Managerial economic home work
Managerial economic home work
Answer all questions, a through f. On questions c, d, e and f show your math. If you do not show your math you do not receive points.
The general demand function for a good, Good A, is…
QD = 800 – 5*P + 0.02*M + 6*PR + 3*T + 5*PE + .4*N
Where
QD = quantity demanded of Good A per month
P = the price of Good A
M = average household income
PR = the price of a related good, we’ll call it Good B
T = a consumer taste index
PE = the price consumers expect to pay next month for Good A
N = the number of buyers in the market
a. Is Good A a normal good or an inferior good? How do we know exactly?

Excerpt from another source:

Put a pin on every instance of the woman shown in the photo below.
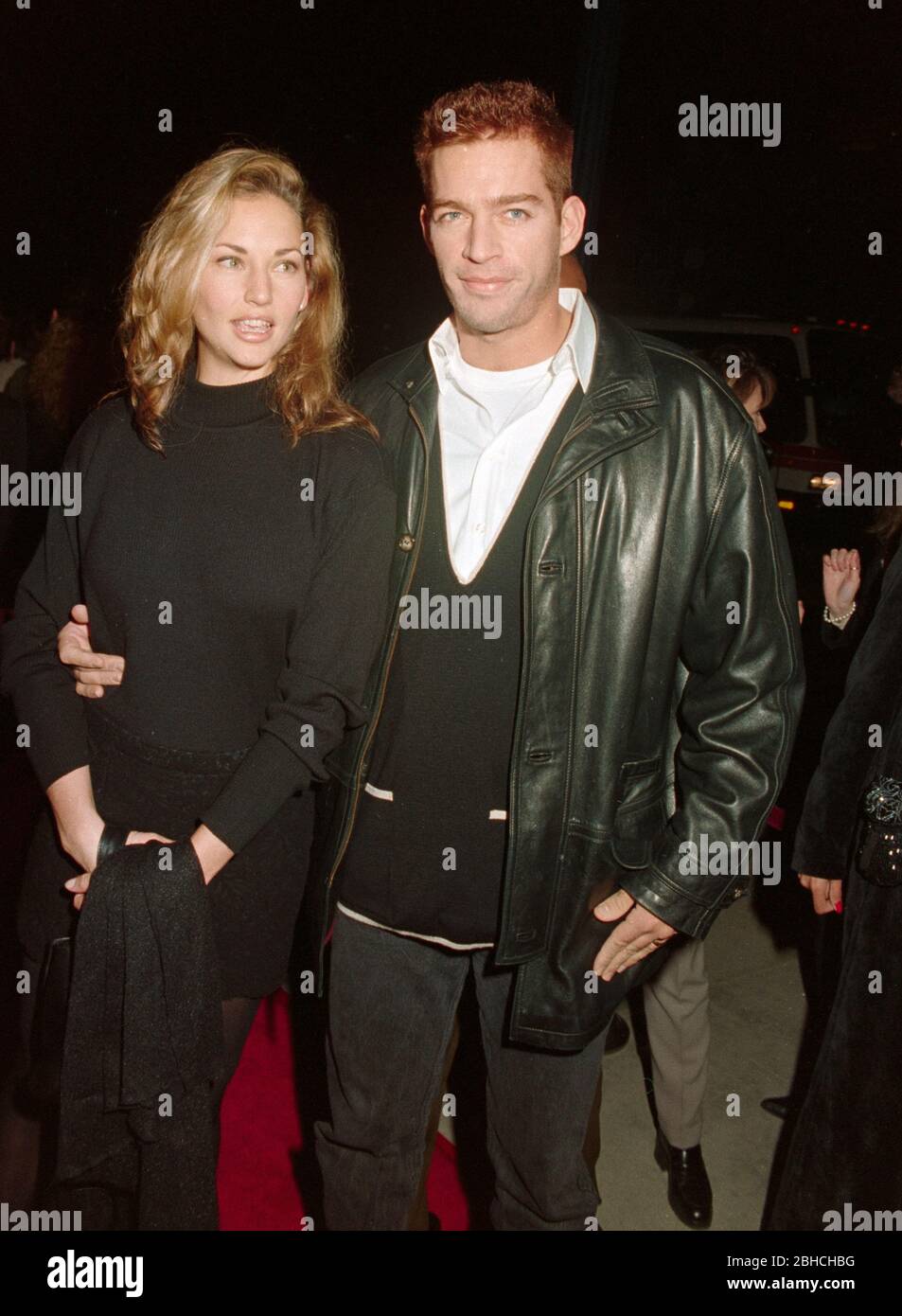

b. Are Good A and Good B complements or substitutes? How do we know exactly?
c. Assume M = $80,000, PR = $30, T = 5, PE = $12, and N = 6,000. Using these, calculate and write down the direct demand function for Good A. Show your math. Watch the decimals! The coefficient on M is 0.02 and the coefficient on N is .4
d. Using your answer to part “c” directly above, calculate and write down the inverse demand function for Good A. Show your math.
e. When P = $100 what is the quantity demanded of Good A? How does that change when P = $200? (Notice this question is about P, not PR or PE). Show your math.
f. Now assume that M is not $80,000 but it is $40,000. No other variables have changed. What is the quantity of Good A that is demanded now when P = $100? When P = $200? Show your math.